The first Surgeon General’s report on physical activity and health was published in 1996; similar to the Surgeon General’s 1964 report on tobacco, it illuminated the broad body of evidence linking sedentary behavior to a wide range of negative health outcomes including:

  • Premature death
  • Heart disease (i.e. people who sit more than 4 hours/day have 125% increased heart disease risk)
  • Diabetes
  • Obesity
  • Hypertension
  • Deep Vein Thrombosis*
  • Metabolic disease
  • Certain Cancers (i.e. sitting more than 6/hours day is linked to a 30% increase in breast cancer)

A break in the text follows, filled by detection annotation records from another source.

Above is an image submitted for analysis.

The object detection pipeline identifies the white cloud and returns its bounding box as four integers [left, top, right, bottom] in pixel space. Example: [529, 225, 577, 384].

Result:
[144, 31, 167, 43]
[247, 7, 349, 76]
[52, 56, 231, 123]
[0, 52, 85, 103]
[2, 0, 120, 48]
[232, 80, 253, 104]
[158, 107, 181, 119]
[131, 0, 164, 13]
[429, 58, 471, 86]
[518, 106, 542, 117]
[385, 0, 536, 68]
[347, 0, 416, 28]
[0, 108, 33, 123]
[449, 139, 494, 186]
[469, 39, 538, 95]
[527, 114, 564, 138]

Indeed, sitting more than 4 hours/day results in a 50% increased risk of death from any cause.

*New Zealand Medical Journal – hospitalizations due to blood clots are far more common in seated office workers than air travelers.

The World Health Organization now ranks physical inactivity as 4th largest killer globally, behind obesity. A 2010 American Cancer Society study followed 123,216 individuals (66,776 women and 53,440 men) from 1993-2006.

The alarming results:

  • Women who were inactive and sat over 6 hours a day were 94% more likely to die during the time period studied than those who were physically active and sat less than 3 hours a day.
  • Men who were inactive and sat over 6 hours daily were 48% more likely to die than their standing counterparts.

These findings were independent of physical activity levels – the negative effects of sitting were just as strong in people who exercised regularly. Likewise, kids are becoming more out of shape with each passing year, with only 42% of kids being as fit as they should be. And, because cardiovascular fitness is one of the best indicators of lifelong health, this is a concerning statistic.


According to the CDC, we are spending 75 cents of every health care dollar on chronic conditions linked to sedentary behavior, like obesity, diabetes and heart disease.